「なんかあいつのこと、教育してやりたくなるんだよね。俺、教育学部出身だからさ」

彼とは友だちになれる気がする。

ちょっと早めに上がって、カッパでモツ焼きと黒ビール。レバ刺しを頼むと、焼き用に串に刺してあるものをそのままタレにつけ、塩を振って出してくれる。あまじょっぱくて、とろっとしてて、とてもうまい。ここのお店のおかみさんはいつも愛想が良くて、ひとりでカウンターの十数人を相手にしているのに動作が機敏で、なおかつ余裕がある。静かに飲んでる常連に、自然に声を掛ける。送り出すときは「気をつけてね、おやすみなさい」なんて言ってくれる。

店を出て、天亀そばに行く。狭くてきれいとは言えないスタンドそばだけど、何故か僕はよくここに来る。もりそばをすすりながら、ラジオを聞く。店員のおじさんが、ひといきつくときに飲むのは必ず黄色い炭酸飲料。気に入ってるのか、気になっている。いつもありがとうございます、と声を掛けられ、僕はたぶん、かすかに笑顔になる。

忙しく働いているなかで笑顔を作っていくというのはなかなか難しいことで、僕はわりとそういうのが苦手だから、近寄りがたいとか、何を考えているかいまいちつかみづらいとか言われることがある。自然に笑顔にしてられるようにはなれそうもないから、彼らが笑顔を作れないときにこそ、僕がすこし、たとえはりついたようなものであっても、笑顔になったら世の中の釣り合いがとれるんじゃないかな、なんて思う。
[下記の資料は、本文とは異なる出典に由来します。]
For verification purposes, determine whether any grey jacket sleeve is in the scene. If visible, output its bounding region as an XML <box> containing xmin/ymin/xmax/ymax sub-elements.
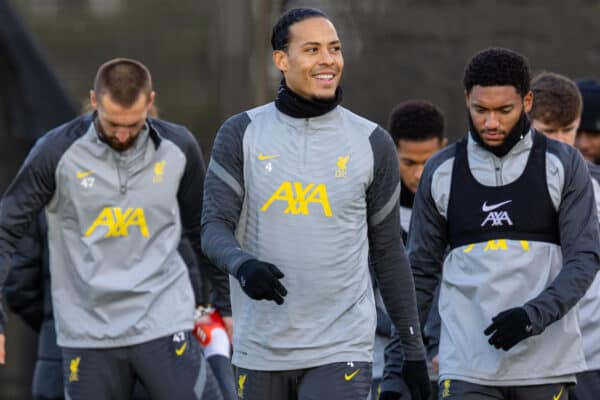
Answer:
<box><xmin>524</xmin><ymin>144</ymin><xmax>600</xmax><ymax>334</ymax></box>
<box><xmin>381</xmin><ymin>150</ymin><xmax>447</xmax><ymax>393</ymax></box>
<box><xmin>367</xmin><ymin>127</ymin><xmax>425</xmax><ymax>360</ymax></box>
<box><xmin>173</xmin><ymin>123</ymin><xmax>231</xmax><ymax>316</ymax></box>
<box><xmin>202</xmin><ymin>113</ymin><xmax>254</xmax><ymax>275</ymax></box>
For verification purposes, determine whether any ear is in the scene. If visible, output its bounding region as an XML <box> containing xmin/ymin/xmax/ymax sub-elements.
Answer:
<box><xmin>273</xmin><ymin>50</ymin><xmax>288</xmax><ymax>73</ymax></box>
<box><xmin>90</xmin><ymin>90</ymin><xmax>98</xmax><ymax>110</ymax></box>
<box><xmin>148</xmin><ymin>90</ymin><xmax>156</xmax><ymax>109</ymax></box>
<box><xmin>523</xmin><ymin>90</ymin><xmax>533</xmax><ymax>113</ymax></box>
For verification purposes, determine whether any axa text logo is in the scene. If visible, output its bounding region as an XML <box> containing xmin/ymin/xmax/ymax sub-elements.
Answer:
<box><xmin>481</xmin><ymin>200</ymin><xmax>513</xmax><ymax>226</ymax></box>
<box><xmin>260</xmin><ymin>181</ymin><xmax>333</xmax><ymax>217</ymax></box>
<box><xmin>85</xmin><ymin>207</ymin><xmax>149</xmax><ymax>237</ymax></box>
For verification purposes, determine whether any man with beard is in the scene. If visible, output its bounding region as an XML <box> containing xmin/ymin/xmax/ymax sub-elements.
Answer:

家に帰って、ラジオを押入れから取り出す。祖母が病室で使っていた、僕が何度か修理した、なんの変哲も無いスピーカーつきのラジオ。ACアダプターが無くなっていたので、代わりになるものをストックから見つけ出してつないでみると、思ったよりまともに音が鳴った。テレビを全く見なくなって久しいけど、ラジオだったら流しっぱなしにしておけるし、聞きたいときに意識に入れればいいから良いんじゃないかなと考え、しばらく鳴らし続けてみることにする。
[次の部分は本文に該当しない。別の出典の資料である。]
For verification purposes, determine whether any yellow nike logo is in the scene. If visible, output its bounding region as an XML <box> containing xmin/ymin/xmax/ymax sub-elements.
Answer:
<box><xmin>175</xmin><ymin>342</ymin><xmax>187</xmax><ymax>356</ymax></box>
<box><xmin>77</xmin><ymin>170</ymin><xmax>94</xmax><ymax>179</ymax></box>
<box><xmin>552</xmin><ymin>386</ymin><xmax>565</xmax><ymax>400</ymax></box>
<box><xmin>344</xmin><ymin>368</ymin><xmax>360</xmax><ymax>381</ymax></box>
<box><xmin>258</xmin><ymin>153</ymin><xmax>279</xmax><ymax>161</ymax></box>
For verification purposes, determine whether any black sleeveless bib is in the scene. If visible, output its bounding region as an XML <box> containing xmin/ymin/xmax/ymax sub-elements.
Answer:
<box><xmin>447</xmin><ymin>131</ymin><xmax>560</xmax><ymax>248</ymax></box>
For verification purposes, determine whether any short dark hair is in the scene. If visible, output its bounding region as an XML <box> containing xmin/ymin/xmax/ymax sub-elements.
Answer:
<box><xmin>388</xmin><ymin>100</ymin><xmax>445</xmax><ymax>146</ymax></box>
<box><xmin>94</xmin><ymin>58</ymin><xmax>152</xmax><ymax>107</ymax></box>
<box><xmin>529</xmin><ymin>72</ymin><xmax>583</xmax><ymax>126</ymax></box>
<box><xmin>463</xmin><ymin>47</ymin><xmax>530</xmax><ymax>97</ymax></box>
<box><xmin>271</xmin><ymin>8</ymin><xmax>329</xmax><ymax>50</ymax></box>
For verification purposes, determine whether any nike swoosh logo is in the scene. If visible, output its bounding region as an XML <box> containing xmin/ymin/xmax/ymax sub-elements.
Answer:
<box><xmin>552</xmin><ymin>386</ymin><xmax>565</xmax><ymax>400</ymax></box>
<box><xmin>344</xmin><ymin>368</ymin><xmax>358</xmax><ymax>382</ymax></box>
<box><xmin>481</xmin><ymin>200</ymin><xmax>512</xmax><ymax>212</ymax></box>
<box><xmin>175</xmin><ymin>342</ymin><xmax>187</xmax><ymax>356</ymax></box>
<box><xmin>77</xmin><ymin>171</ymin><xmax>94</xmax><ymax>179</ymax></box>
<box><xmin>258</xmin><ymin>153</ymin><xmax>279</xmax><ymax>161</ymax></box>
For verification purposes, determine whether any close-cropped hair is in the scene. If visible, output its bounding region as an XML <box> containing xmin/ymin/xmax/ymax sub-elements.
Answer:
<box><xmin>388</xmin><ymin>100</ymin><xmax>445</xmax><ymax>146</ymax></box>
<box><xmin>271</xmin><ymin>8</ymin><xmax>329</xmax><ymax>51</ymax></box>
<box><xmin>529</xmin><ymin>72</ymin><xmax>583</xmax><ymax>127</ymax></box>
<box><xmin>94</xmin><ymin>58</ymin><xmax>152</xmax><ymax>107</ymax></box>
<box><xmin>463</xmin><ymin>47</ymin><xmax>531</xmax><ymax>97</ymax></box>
それにしても、このご時世でもまだラジオショッピングってやってるんだね。見えないものを声だけで伝えて、それで購買欲をそそるってものすごいことだ。叩き売りより高度なんじゃないだろうか。しかも扱ってるものが真珠のネックレスだったりする。驚異的なプレゼンテーション。

昔書いたものをひっぱりだそうとして、どこから手をつけようか考え中。よくもまあこんなに無節操に書いたものだなあ。

 

みたいなね、いま見たらその幕間の意味が薄れてて用を成さないようなものを、どう載せなおしたらいいのかを考えてます。